Promoted by King Edward VII, his majesty became the first royal client, ordering a coat in the Prince of Wales Check. In 1897 a royal warrant was received, marking the beginning of a long patronage with the royal family. Soon after, in 1900, Aquascutum began designing outerwear for women. The functionality of the coats and capes became popular with the suffragettes.
The development of the trench coat
Aquascutum developed the iconic trench coat in 1914, for use by the British military during World Wars 1 and 2. These garments received much praise from soldiers on the front line, due to their waterproof properties and reliable durability. This dedication to practicality and impeccable style meant that the trench soon after became an integral part of British fashion.
1953 saw the development of Wyncol fabric for use by explorer Edmund Hilary and his team during their first ascent of Mount Everest. This high-tech cotton and nylon poplin mix was capable of resisting winds of up to 100 MPH. This fabric was then used to manufacture outerwear for sale in-store.
"The greatest technical advance in rainwear."

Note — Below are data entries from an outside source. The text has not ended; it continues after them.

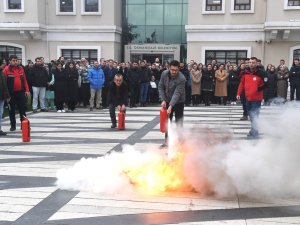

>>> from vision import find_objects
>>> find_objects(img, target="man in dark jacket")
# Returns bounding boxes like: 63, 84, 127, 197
139, 61, 151, 107
107, 74, 128, 128
29, 57, 50, 113
102, 60, 118, 108
127, 62, 140, 108
289, 58, 300, 101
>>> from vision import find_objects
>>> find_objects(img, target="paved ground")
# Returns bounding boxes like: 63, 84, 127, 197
0, 104, 300, 225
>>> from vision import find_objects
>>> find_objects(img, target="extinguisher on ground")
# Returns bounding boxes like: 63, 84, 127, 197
118, 110, 125, 130
160, 107, 168, 133
22, 117, 30, 142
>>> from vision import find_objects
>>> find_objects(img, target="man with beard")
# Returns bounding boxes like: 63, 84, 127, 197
237, 57, 268, 139
158, 60, 186, 148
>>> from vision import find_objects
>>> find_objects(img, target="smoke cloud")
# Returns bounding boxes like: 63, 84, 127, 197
56, 104, 300, 199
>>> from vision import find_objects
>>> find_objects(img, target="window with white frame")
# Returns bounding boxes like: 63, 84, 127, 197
205, 50, 247, 66
56, 0, 76, 15
284, 0, 300, 9
231, 0, 254, 13
288, 0, 300, 6
81, 0, 101, 15
3, 0, 24, 12
202, 0, 225, 14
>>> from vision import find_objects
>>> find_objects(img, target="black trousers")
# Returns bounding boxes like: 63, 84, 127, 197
79, 83, 90, 106
241, 92, 248, 117
290, 83, 300, 101
8, 91, 27, 127
202, 91, 212, 105
129, 84, 139, 106
109, 103, 126, 125
165, 102, 184, 139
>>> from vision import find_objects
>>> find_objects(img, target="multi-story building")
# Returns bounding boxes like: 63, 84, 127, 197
0, 0, 122, 64
0, 0, 300, 67
187, 0, 300, 67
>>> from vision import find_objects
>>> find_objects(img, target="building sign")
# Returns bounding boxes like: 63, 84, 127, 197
126, 44, 179, 52
124, 44, 180, 63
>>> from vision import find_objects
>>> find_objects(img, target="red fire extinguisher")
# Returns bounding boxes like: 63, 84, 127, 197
118, 111, 125, 130
22, 117, 30, 142
160, 107, 168, 133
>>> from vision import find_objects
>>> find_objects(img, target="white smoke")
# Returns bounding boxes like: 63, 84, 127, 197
56, 104, 300, 199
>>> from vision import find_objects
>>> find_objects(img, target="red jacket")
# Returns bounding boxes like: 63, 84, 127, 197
237, 70, 265, 101
3, 65, 29, 93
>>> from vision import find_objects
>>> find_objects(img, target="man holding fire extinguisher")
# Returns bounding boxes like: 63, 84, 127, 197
107, 74, 128, 128
3, 55, 30, 131
158, 60, 186, 148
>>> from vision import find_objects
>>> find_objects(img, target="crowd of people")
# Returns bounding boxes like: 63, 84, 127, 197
0, 54, 300, 138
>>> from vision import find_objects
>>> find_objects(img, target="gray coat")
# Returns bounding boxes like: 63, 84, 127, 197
158, 70, 186, 107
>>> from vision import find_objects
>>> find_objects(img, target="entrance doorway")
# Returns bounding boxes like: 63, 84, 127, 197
130, 53, 174, 64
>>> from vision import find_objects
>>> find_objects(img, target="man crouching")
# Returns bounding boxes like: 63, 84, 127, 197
108, 74, 128, 128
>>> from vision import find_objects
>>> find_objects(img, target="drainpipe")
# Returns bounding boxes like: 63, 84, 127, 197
45, 0, 49, 62
262, 0, 268, 64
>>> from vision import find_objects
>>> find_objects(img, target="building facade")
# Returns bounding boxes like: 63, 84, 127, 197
0, 0, 122, 64
186, 0, 300, 67
0, 0, 300, 67
122, 0, 187, 64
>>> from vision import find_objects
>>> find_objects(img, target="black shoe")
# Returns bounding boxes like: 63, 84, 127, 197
40, 108, 48, 112
111, 123, 116, 128
10, 126, 16, 131
0, 130, 7, 136
240, 116, 248, 121
90, 107, 93, 111
159, 142, 168, 149
33, 109, 38, 113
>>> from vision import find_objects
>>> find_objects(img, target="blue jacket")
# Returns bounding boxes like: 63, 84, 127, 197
88, 66, 105, 90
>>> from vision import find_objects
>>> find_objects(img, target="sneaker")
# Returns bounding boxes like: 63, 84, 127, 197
10, 126, 16, 131
40, 108, 48, 112
0, 130, 7, 136
240, 116, 248, 121
33, 109, 38, 113
61, 109, 66, 113
57, 110, 62, 113
111, 123, 116, 128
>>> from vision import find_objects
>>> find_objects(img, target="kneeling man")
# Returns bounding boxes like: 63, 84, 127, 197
107, 74, 128, 128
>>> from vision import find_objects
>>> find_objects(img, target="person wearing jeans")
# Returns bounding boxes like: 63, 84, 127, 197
29, 57, 49, 113
237, 57, 268, 139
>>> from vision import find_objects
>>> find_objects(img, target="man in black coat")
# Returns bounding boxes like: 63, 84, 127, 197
107, 74, 128, 128
289, 58, 300, 101
29, 57, 50, 113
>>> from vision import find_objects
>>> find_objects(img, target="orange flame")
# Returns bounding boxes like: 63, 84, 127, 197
124, 143, 191, 194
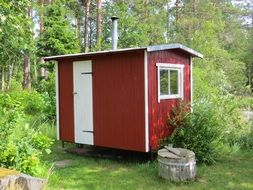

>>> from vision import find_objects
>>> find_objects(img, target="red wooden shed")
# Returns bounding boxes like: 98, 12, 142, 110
44, 44, 203, 152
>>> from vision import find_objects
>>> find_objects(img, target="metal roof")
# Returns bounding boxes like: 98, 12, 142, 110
44, 43, 203, 61
147, 44, 203, 58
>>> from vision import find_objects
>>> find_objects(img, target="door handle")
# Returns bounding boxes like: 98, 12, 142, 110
73, 92, 77, 95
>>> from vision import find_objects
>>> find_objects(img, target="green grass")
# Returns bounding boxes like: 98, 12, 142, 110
42, 142, 253, 190
235, 96, 253, 110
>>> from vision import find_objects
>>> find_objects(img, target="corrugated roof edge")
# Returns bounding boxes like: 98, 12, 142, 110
44, 43, 203, 61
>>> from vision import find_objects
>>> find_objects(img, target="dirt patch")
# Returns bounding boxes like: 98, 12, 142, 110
65, 146, 152, 162
54, 160, 73, 168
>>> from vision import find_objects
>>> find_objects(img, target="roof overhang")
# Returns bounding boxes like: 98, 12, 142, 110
44, 43, 203, 61
147, 43, 203, 58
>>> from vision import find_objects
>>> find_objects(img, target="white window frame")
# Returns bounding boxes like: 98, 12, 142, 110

Six years later, yet another breakthrough in garment technology came to light. Aqua Five was hailed as the “greatest technical advance in rainwear”. The process involved impregnating each fibre of the fabric, resulting in a water repellent and crease resistant garment. Receiving the Queen’s award for export achievement in 1966, marked an increase in international attention and global success. Ten years later saw a feature in Vogue Magazine, to celebrate 125 years of the brand.
During the 1980’s, the brand dressed a number of political figures, including Prime Minister John Major and Baroness Thatcher. In 1996, Aquascutum was elected to supply the official uniforms for the Great British Olympic Team.
January 2015 saw Aquascutum’s London Collections: Men debut, designed by the head of menswear Thomas Harvey. The autumn/winter 2015 womenswear collection will be the first designed by new womenswear designer Kasha Crampton.